Он прошёл в ванную, я за ним, как хвостик. Роберт осмотрел своё лицо, плеснул холодной воды, вытерся полотенцем, оставив на нем ржавый след. Вернулся на кухню и залпом выпил виски, которое я ему налила.

— Кто-то ударил тебя из-за того, что твой покойный отец завёл любовницу?

— Не думаю, что тебя стоит в это посвящать. Правда, Мадлен, без обид.

Мои глаза снова заволокло. Я вспомнила про чемодан в кладовке, про то, что собиралась сегодня быть смелой и сообщить ему, что ухожу.

— Ну и бардак у нас, — сказал Роберт, только сейчас заметив одежду, которую я не успела спрятать в шкафы.

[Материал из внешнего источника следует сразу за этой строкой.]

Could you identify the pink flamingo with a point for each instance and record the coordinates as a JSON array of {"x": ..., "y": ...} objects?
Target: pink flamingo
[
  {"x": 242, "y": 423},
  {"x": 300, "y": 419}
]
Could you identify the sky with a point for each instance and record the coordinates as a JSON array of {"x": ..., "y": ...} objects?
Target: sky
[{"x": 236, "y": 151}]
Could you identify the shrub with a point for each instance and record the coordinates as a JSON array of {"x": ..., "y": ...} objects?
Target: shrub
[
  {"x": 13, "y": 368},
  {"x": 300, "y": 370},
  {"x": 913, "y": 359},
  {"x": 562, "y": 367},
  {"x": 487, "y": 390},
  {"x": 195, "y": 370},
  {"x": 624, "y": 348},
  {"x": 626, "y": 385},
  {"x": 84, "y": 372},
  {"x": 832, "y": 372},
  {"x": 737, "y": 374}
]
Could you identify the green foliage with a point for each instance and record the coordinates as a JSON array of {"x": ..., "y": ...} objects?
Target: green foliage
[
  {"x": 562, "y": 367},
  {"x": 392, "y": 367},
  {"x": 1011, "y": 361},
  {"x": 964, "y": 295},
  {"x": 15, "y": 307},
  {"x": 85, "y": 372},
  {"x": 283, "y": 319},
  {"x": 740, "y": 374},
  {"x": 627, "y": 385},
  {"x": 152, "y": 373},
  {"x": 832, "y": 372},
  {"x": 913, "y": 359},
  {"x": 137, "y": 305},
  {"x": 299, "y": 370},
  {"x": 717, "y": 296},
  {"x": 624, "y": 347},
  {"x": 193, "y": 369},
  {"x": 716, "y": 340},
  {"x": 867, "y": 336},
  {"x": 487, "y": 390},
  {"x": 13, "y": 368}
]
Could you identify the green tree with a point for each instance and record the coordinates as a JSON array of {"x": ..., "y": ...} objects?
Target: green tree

— Извини, я сейчас, — я отвернулась, чтобы он не видел моих слёз и начала раскладывать вещи. В чём-то он прав. Я отвратительная хозяйка.

Мне было жаль Роберта, жаль себя, жаль наших наивных милых вечеров вместе, которые больше не повторятся. Обидно за его красивый аристократичный нос, который, впрочем, не был сломан, а только разбит, если я что-то в этом понимаю.

Роберт подошёл ко мне сзади, приобнял, потрепал по волосам. Ни к чему не обязывающее, дружеское прикосновение. Так гладят нашкодившую кошку, когда хочется, чтобы она снова потёрлась об тебя боками.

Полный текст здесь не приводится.